Since I can remember, I’ve always needed permission to create. I sometimes wonder if I got my degree in English and Creative Writing solely because I wanted someone to give me permission to write, and even more so, to be able to call myself a writer. Every moment since college, I’ve struggled to let myself create freely. At first, I thought it was just the lack of time and devotion to the craft. Other times, I told myself it’s because I was healing from harsh critiques. While both of those hold some truth, I’m beginning to realize that my quiet ways tend to mean that I want permission to do things. I’m not that fire-brand personality that blazes my own path. I’m more of the (somewhat mindless) wanderer that stumbles down the path less traveled (because it looks beautiful and mysterious) and is grateful for any guidance along the way.
Each year, I promise myself I’m going to give myself permission. Because why the hell not? Then, I make myself some tea, write a few words, call it trash and go to bed. I promise, I wasn’t always this way.
In fact, as a kid, I was the polar opposite. I was entirely in my own happy, little world. I played and wore costumes and imagined at least one story a day. I wrote poems and newspapers and everything was good. Somewhere along the lines of growing up, I lost that magic. I think in some ways, many of us work really hard to get that magic back, but we end up making it FAR more complicated than it really is.
Thus, here I am with the promise of autumn on the horizon. I believe there’s a correlation of what I loved as a kid and the magic of leading a creative life. With the expectation of northerly breezes and pulling out cozy sweaters, I’m making a list of all the things to dig myself out of this hole of infinite expectations. Summer is almost over, and the season of rest almost here.
These aren’t unreasonable promises, in fact, they have a strong resemblance to an autumn bucket list. But, sometimes, we just need to promise ourselves to do what we love and let go of everything else that weighs us down.
- To write just for fun – for no other reason than because it’s enjoyable. This means writing from prompts or writing poems or limericks. Seriously, just put some words out into the universe – no strings attached.
- To participate in National Novel Writing Month again… it’s been too long and I love the community.
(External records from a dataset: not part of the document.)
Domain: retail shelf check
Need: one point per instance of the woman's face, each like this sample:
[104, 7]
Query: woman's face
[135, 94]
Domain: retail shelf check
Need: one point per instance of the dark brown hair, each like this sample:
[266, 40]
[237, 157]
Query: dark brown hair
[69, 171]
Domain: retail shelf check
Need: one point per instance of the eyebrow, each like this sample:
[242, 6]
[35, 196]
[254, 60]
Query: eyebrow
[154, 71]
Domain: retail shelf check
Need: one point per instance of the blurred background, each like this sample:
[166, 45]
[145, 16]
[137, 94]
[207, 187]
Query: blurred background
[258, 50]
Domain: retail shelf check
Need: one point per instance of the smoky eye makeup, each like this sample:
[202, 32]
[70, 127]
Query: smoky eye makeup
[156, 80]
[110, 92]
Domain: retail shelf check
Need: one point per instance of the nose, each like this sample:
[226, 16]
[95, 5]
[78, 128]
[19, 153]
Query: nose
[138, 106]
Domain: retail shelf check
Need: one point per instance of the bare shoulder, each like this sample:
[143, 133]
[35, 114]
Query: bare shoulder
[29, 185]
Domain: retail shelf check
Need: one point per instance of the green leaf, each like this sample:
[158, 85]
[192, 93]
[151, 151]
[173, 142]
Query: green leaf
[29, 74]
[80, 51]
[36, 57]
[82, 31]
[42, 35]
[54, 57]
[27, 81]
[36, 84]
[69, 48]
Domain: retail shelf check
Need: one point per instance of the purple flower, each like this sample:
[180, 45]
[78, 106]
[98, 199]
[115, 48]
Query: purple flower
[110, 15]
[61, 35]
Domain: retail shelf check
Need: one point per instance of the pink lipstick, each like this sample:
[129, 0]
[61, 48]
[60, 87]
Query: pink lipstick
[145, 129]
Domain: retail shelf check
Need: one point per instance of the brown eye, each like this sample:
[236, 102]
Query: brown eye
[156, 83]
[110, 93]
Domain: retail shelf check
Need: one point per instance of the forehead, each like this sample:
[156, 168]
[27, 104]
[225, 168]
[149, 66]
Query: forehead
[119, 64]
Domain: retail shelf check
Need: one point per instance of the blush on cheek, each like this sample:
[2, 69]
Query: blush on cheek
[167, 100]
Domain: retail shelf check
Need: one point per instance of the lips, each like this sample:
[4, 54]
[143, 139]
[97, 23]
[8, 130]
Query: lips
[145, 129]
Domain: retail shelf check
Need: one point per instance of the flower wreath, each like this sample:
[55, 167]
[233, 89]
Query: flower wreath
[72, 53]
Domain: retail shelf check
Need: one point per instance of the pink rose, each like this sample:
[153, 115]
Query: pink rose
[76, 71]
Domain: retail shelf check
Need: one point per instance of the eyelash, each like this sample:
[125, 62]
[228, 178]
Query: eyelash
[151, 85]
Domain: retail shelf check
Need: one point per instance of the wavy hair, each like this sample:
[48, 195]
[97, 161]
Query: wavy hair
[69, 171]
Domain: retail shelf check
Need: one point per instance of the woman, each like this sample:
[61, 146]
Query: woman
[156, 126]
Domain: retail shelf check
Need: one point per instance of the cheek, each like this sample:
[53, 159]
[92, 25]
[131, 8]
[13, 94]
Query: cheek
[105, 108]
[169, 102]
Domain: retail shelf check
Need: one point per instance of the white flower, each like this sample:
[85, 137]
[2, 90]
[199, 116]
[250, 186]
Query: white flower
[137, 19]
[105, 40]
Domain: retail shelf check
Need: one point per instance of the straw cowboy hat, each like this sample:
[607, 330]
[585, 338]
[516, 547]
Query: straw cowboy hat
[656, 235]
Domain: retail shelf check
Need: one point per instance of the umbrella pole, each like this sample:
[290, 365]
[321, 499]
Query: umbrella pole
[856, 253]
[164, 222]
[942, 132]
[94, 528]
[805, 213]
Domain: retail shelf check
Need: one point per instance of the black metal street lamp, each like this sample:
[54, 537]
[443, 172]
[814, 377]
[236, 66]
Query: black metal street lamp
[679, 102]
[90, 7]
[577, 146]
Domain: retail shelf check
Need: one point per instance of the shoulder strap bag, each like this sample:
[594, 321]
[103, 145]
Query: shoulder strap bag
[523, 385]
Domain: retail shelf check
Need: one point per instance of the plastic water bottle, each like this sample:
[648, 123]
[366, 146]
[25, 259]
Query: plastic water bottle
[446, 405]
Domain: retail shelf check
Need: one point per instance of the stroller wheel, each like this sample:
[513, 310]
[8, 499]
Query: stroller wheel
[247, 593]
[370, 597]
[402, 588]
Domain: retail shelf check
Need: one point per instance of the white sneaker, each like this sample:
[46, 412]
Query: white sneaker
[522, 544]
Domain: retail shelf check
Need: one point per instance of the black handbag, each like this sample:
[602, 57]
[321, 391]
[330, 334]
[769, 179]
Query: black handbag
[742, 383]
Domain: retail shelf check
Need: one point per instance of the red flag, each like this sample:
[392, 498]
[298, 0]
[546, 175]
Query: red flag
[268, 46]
It helps keep me passionate and on track with my goals.
- To take on one craft project for the month – whether it’s macrame, basket weaving, etc. Time to make all those pin-worthy craft dreams come true.
- To visit a pumpkin patch (bonus if puppy Lily can go with us)
- To make all the soups and pies – cooking/baking is the most rewarding form of creating and community-building I know.
- To have s’mores + stories + stars – I LOVE getting around the campfire and eating sticky marshmallows off a stick, telling stories and watching for shooting stars. Waking up smelling like campfire…
- To read fairytales and one spooky story. This time of year holds a special kind of magic – and curling up with a retelling of a fairytale is one of my favorite things. This year, I’m also going to finally read “Frankenstein” by Mary Shelley (thought it would be fun to follow it up with the new Mary Shelley movie starring Elle Fanning).
I’ve been blogging for seven years now, and a struggle that never seems to go away is that my creativity ebbs and flows with the seasons of my life. The best thing I’ve learned is to pause and be gentle with myself. To keep honoring the things that bring true joy, no matter how silly or small they may seem. It’s never been about the big things, it’s always been those little moments, the blissful pauses in between. The world can so easily drown out what really matters, and it’s just knowing when to re-center again.